The Saint Nectaire is probably the only cheese to enjoy the company of a red wine and especially that of an old Bandol.

If however, you definitely want to accompany your cheese platter with red wine, choose wines with low tannins potential: Touraine wines, Saint Nicolas de Bourgueil, Beaujolais and Pinot Noir wines of Alsace.

 

 

Emulsions et mousse ne pas confondre

Emulsion et mousse : deux catégories culinaires distinctes qu’il faut savoir reconnaître. Le vocabulaire de la cuisine est un peu technique et les amateurs s’y perdent parfois. Rappel pédagogique de Hervé THIS..

Emulsion ou mousse ? Il ne faut pas confondre, enjoint sévèrement le célèbre chimiste culinaire, Hervé This, qui se désespère de tant de confusion dans certains milieux culinaires. Le mot « émulsion » désigne une préparation faite d’un liquide à base d’eau (par exemple, du bouillon, du blanc ou du jaune d’oeuf, du jus de fruit, du vin, du thé ou du café, jus de fruit…) dans lequel on disperse de la matière grasse liquide :huile, chocolat fondu, fromage fondu, foie gras fondu….

L’émulsion la plus connue est la mayonnaise. Dans un mélange de jaune d’œuf et de moutarde, on disperse de l’huile (le corps gras). La vinaigrette est une autre émulsion très classique (vinaigre + huile), tout comme le lait (mélange d’eau et de corps gras).

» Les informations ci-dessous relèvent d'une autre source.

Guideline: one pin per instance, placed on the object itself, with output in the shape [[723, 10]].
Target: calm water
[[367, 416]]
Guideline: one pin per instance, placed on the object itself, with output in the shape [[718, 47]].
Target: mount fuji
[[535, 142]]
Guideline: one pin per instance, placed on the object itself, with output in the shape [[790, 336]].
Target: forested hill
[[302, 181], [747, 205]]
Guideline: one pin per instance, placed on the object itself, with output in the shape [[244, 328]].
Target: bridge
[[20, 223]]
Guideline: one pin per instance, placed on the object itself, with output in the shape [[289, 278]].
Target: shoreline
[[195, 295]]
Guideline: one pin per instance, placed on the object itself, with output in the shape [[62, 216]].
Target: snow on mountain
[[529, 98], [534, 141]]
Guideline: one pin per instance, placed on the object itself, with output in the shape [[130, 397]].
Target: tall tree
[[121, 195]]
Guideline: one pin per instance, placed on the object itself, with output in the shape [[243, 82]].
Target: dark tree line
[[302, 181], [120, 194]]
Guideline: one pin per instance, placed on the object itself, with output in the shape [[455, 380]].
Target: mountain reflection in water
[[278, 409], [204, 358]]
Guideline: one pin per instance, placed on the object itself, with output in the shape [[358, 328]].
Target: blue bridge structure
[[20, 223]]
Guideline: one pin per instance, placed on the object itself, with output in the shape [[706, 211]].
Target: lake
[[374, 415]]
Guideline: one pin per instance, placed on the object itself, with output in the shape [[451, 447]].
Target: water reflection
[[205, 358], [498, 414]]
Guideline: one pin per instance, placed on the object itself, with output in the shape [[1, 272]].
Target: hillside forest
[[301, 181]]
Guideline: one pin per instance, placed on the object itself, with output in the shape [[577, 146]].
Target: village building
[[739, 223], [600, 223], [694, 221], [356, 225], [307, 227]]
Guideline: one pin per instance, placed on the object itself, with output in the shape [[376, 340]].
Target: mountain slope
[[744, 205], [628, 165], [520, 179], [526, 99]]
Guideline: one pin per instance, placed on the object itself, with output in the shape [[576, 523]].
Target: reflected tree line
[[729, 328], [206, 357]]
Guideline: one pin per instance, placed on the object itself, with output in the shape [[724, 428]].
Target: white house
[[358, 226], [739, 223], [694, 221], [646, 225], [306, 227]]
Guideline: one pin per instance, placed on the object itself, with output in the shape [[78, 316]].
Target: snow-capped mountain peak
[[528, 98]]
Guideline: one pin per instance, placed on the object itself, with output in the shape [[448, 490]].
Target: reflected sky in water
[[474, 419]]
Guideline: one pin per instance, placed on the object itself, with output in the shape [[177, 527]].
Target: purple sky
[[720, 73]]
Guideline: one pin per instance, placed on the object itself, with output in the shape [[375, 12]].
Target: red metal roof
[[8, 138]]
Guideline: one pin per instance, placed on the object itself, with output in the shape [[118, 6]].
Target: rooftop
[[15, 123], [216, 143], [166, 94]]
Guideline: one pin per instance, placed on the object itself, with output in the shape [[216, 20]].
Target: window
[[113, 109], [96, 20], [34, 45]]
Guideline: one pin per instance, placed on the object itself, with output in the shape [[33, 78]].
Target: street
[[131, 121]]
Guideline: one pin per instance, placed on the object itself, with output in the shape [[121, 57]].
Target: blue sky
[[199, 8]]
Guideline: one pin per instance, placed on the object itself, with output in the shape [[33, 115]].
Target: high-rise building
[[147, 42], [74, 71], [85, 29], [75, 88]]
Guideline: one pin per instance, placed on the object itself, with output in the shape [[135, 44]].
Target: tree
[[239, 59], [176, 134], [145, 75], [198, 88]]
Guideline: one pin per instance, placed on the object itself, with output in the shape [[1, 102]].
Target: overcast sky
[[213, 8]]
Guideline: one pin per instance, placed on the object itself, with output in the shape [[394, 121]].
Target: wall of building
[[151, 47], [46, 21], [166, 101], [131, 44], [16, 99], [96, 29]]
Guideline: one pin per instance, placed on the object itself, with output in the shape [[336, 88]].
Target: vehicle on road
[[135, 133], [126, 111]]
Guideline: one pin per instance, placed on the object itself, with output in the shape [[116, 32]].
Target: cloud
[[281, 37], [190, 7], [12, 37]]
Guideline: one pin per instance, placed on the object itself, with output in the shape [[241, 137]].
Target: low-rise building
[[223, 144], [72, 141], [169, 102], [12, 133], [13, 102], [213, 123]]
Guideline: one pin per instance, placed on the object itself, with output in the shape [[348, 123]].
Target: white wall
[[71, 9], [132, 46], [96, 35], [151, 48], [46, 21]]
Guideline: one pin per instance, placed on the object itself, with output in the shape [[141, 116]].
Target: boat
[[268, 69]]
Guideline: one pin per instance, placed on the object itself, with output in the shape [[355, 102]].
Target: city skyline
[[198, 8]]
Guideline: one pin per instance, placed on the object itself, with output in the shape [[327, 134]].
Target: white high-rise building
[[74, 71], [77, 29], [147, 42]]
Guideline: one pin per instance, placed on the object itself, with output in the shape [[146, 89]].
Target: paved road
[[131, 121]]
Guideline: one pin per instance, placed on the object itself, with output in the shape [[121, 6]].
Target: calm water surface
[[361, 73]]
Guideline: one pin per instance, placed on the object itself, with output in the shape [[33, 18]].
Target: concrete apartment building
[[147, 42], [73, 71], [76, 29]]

Sous forme de gouttelettes

Toute émulsion demande un tour de main ou un équipement spécifique car il s’agit de marier deux substances liquides (l’eau et le liquide gras) qui ne se mélangent pas spontanément. En mélangeant habilement, on obtient un mélange en apparence homogène. En réalité, une des deux substances s’est glissée dans l’autre sous forme de gouttelettes.

Mousse foisonnée

La mousse est une préparation (système) que l’on qualifie de foisonnée. C’est-à-dire qu’on a dispersé dans un liquide de minuscules bulles d’air, « si petites qu’elles deviennent invisibles », explique le chimiste Hervé This. Par exemple, la mousse au chocolat est un agréable dessert rempli d’air – l’air contenu dans les blancs montés en neige et mélangé à la ganache (chocolat fondu + crème). La crème glacée est également un mélange foisonné.

Emulsion foisonnée

En principe, une mousse et une émulsion sont deux préparations bien distinctes. Il n’y aucune bulle d’air dans une émulsion. Mais la réalité est toujours plus complexe que la théorie : certaines recettes sont à la fois des mousses et des émulsions. La crème fouettée est une émulsion foisonnée ! Alors, tous à vos mixers pour tester les réactions surprenantes des émulsions et des mousses et épatez vos invités.

 

Emulsion and foam: two distinct culinary categories that must be recognized. The vocabulary of the kitchen is a bit technical and fans sometimes lose it. Educational reminder Hervé THIS ..
Emulsion or foam? It should not be confused, sternly ordered the famous culinary chemist Hervé This, who despairs of so much confusion in some culinary circles. The word "emulsion" refers to a preparation made from a water-based liquid (e.g., broth, white or egg yolk, fruit juice, wine, tea or coffee, juice fruit ...) in which is dispersed in the liquid fat: oil, melted chocolate, melted cheese, melted foie gras ....
The best known emulsion is mayonnaise. In a mixture of egg yolk and mustard are dispersed oil (body fat). The dressing is another classic emulsion (vinegar + oil), as milk (mixture of water and fat).
As droplets
Any emulsion application a snap or specific equipment as it is to marry two liquids (water and fat liquid) that does not blend spontaneously. Mixing cleverly, an apparently homogeneous mixture is obtained. In fact, one of the two substances has occurred in the other as droplets.
Aerated foam
The foam is a preparation (system) that are described as overrun. That is to say, they dispersed in a tiny air bubble liquid, "so small that they become invisible," says chemist Hervé This. For example, the chocolate mousse is a nice dessert filled with air - air in the beaten egg whites and mixed ganache (melted chocolate + cream). Ice cream is also an overrun mixture.
Emulsion overrun
In principle, a foam and an emulsion are two different preparations. There are no air bubbles in an emulsion. But the reality is always more complex than theory: some recipes are both foams and emulsions. Whipped cream is aerated emulsion! Then all your mixers to test the surprising reactions of emulsions and foams and amaze your guests.

 

 

Cuire ses aliments au lave-vaisselle, c'est possible

 

Votre four est tombé en panne ? Osez la cuisson… au lave-vaisselle ! Une manière efficace, écologique et saine de cuire les aliments. Voici cinq idées de recettes, pour vous accompagner.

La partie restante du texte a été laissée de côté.